Zedler’s Recipe for Spiced Beer Against Melancholy


A couple of German libraries, assisted by the German Research Council, have scanned all 63,000 pages (g) of 'Johann Heinrich Zedler's Great Complete Universal Encyclopedia of All the Sciences and Arts', published in 1732. It's even searchable. And it's fantastic.

I searched for melancolia in various spellings and came across this recipe for 'Spiced Beer Against Melancholey'. The antiquated spelling and Fraktur script make it a bit hard to read, but the recipe seems to have at least 15 or so ingredients, including young beer, 'hermo-dates(?)', carrot seeds, radishes, white wine, coriander seeds, juniper berries, St. John's Wort tips, and much more:

Krauter beer melancholey

There's got to be some philologist out there who can interpret the weights, measures, and cooking instructions. We can only hope all the spices are still available.

Let's all get together and whip up a giant cauldron of this stuff and get rid of our Melancholey once and for all! Who's with me?

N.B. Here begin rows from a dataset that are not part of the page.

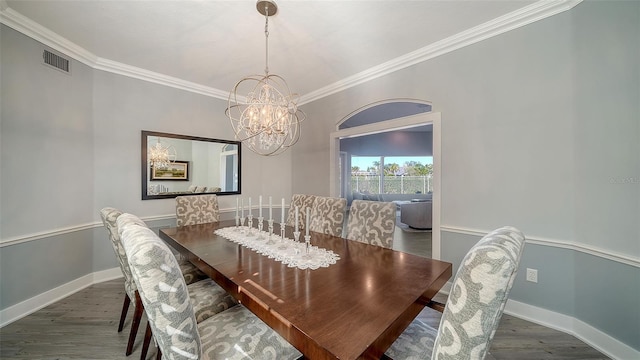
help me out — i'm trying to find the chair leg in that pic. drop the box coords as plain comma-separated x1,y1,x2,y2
126,291,144,356
140,322,153,360
118,294,131,332
156,349,162,360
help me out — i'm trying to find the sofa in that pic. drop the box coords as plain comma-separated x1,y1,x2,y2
400,200,432,230
350,191,432,206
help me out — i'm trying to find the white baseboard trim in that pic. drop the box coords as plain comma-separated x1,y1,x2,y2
438,282,638,360
0,267,122,328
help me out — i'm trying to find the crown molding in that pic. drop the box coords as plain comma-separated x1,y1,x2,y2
2,0,581,104
93,58,230,100
298,0,582,105
0,7,97,65
0,6,230,101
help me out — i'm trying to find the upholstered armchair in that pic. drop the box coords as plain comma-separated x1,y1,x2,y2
309,196,347,237
345,200,397,248
119,219,301,360
384,226,525,360
175,194,220,226
286,194,317,230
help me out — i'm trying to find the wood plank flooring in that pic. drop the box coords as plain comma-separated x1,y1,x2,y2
0,279,609,359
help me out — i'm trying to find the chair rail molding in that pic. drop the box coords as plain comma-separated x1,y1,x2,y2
0,207,258,247
440,225,640,268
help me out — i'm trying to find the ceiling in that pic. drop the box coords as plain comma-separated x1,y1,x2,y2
3,0,558,103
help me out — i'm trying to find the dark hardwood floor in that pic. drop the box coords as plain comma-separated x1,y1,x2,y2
0,277,608,359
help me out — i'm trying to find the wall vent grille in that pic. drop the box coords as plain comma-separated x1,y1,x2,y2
43,49,70,73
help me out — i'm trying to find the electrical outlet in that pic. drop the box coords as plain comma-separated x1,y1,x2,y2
526,268,538,283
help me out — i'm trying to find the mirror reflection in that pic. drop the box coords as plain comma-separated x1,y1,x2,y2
142,131,241,200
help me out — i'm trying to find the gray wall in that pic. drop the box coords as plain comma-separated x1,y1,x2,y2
1,0,639,353
340,130,433,157
0,23,293,310
295,0,639,351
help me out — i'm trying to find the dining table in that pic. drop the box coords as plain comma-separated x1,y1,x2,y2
159,220,452,360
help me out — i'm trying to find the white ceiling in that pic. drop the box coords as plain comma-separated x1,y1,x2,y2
2,0,577,104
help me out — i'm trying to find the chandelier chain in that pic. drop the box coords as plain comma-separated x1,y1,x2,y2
264,2,270,75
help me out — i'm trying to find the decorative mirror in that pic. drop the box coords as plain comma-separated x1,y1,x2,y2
141,130,241,200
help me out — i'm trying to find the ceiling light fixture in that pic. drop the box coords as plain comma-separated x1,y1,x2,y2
148,140,176,169
225,0,305,156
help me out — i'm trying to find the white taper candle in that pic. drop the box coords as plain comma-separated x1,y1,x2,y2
306,207,310,236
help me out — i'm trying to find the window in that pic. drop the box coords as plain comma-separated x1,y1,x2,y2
351,156,433,194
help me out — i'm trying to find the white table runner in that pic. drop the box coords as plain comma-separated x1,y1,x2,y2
214,226,340,270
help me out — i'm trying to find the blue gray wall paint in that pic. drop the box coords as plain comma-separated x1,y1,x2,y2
0,22,293,310
340,130,433,157
293,0,640,353
1,0,639,355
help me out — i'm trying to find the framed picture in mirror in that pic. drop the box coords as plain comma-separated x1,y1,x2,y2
150,161,189,181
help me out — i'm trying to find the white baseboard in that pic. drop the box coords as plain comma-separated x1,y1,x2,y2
0,267,122,328
438,282,638,360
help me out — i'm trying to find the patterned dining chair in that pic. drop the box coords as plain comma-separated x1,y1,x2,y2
100,208,236,357
175,194,220,227
119,219,302,360
345,200,397,248
308,196,347,237
286,194,317,230
384,226,526,360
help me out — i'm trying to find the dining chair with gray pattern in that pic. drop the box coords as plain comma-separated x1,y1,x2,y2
119,218,302,360
344,199,397,249
308,196,347,237
384,226,525,360
175,194,220,227
285,194,317,231
100,209,236,358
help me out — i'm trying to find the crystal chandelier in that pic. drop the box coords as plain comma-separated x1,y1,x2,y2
148,140,176,169
226,0,305,156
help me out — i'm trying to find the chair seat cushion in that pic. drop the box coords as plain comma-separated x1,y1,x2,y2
199,305,301,360
187,279,238,323
178,259,207,285
385,319,437,360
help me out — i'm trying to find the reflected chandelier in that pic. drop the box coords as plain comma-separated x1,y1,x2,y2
148,140,176,169
226,0,306,156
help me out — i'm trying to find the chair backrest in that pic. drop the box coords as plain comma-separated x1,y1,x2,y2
118,214,201,360
176,194,220,226
309,196,347,237
432,226,525,360
285,194,317,230
345,200,396,248
99,207,148,299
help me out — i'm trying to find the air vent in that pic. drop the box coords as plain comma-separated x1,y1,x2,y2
42,49,70,74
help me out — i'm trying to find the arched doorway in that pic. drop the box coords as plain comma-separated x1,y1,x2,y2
329,99,442,259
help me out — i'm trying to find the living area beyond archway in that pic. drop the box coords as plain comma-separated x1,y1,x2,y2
328,99,442,260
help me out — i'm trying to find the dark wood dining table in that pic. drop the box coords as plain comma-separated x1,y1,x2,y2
160,220,452,360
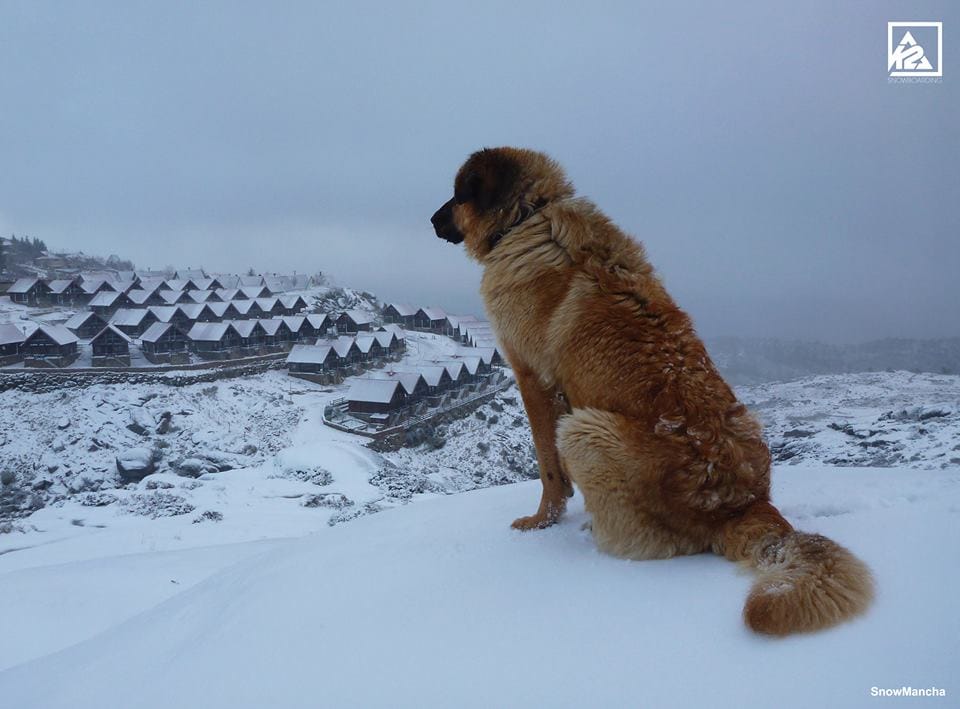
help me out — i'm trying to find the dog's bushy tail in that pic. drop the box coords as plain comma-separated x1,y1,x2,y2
713,501,874,635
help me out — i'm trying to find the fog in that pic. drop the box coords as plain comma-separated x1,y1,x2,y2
1,1,956,343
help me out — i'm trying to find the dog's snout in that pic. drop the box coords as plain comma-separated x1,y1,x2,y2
432,198,464,244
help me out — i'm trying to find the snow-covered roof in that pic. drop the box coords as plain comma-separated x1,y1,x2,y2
366,371,424,396
393,364,447,387
279,295,307,309
373,332,396,348
377,323,405,337
126,290,153,305
227,320,262,338
188,322,231,342
175,269,206,280
46,279,77,294
282,316,306,332
262,277,288,293
191,278,214,290
88,291,123,307
148,306,180,323
332,339,357,358
385,303,417,317
0,323,24,346
215,288,240,301
347,378,403,404
140,322,178,343
258,319,284,336
164,279,188,292
240,286,266,299
286,344,334,365
306,314,329,329
432,360,466,380
188,290,213,303
177,303,206,320
340,309,374,325
92,324,132,344
25,324,78,346
110,309,152,327
206,302,230,318
239,275,264,287
64,311,103,331
136,278,166,294
459,347,497,366
7,277,41,294
354,336,376,353
255,297,279,311
159,289,189,304
418,307,447,321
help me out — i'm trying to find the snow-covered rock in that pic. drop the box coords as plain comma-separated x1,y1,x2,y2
115,447,155,480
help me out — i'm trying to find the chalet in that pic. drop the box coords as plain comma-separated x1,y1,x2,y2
228,319,268,352
230,300,255,319
346,379,406,419
81,278,119,296
174,269,207,282
205,276,233,290
187,289,215,303
281,315,307,342
188,322,241,358
7,278,51,305
382,303,417,327
47,278,86,306
110,308,159,337
286,344,339,374
206,302,231,320
258,319,292,349
136,277,168,295
126,289,166,307
239,285,268,300
141,322,190,363
461,346,502,368
354,335,384,362
214,288,240,302
148,306,194,331
414,307,447,332
462,324,494,347
159,289,193,305
373,331,403,356
0,323,24,365
366,370,428,401
332,337,362,369
303,314,330,338
336,309,374,333
456,356,483,381
279,295,308,315
22,325,79,367
191,278,214,291
402,365,453,396
443,314,479,339
262,276,288,294
179,303,218,323
162,279,189,292
254,297,284,318
377,323,405,337
238,274,264,287
90,325,132,367
432,360,471,388
64,311,108,339
88,290,131,317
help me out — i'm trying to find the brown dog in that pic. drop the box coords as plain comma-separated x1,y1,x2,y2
432,147,874,635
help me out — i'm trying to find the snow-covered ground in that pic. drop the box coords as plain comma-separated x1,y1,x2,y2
1,466,957,708
1,368,958,706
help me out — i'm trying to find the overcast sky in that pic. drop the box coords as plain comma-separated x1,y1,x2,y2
1,1,957,343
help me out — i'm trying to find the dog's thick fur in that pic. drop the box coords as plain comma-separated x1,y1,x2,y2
432,147,874,635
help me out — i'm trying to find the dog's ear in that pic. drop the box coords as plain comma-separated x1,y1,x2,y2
455,149,520,213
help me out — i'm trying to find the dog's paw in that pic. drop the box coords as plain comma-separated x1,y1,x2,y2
511,513,558,531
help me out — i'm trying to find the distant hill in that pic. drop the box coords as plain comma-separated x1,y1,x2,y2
707,336,960,384
0,234,135,281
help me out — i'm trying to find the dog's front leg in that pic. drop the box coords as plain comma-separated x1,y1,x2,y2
511,363,575,530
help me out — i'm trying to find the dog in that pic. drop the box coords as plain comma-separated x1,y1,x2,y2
432,147,874,635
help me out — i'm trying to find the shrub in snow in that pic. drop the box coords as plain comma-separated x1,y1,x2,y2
143,478,174,490
301,493,353,510
79,492,118,507
486,415,499,426
192,510,224,523
0,468,15,487
474,410,487,421
122,492,194,518
489,400,504,413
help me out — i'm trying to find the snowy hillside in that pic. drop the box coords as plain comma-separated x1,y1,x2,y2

5 thoughts on “Zedler’s Recipe for Spiced Beer Against Melancholy

  1. One and a half Pounds (Pound ~0.45kg) of schwarzer Nieswurtz, 14 Lot (Lot ~15g) of Jalapa-Wuzel (Rhizom of the Wunderblume, probably), one and a half pounds of Hermodatt (which is something mentioned in old texts as Google tells me. A form of /Krokus/?). Cook in 24 Kannen (Kanne ~ 1L) of young beer until 1/4 is evaporated (?) lastly add, while simmering… (Senna alexandrina, Rhubarb Root, white wine stone, Coriander, Süßholz(wurzel) Stahlfeilich… a mixture of Vitriol and Vinegar it seems… and Cochlearia officinalis. Fairly readable. Peculiar is the construction of “gib ihm zu gären” which modern German would probably parse as “lass(e) es gären”. Measurements are dependent on time and place where the recepie was written and are roughly parsed here.
    I, too, would offer to join your exerience against ennui. Actually part of the number of ingreients stems from the fact that an alternate recepie is given in the second half.


  2. White wine sounds good, but the recipe calls not for wine but for “weißer Wein-Stein”, or cream of tartar. Not as appetizing.


  3. Could be exciting, what you get when you let Google translate “der knötichten China=Wurtzel, Pöonien=Männlein, … Zienfeilicht in ein Läppgen gebunden acht Loth…”!
    I would advice to make sure to have medical staff at hand.
    But my favourite part is the concluding part: “rostig Eisen ein Pfund, thue alles zusammen in ein Säckgen.”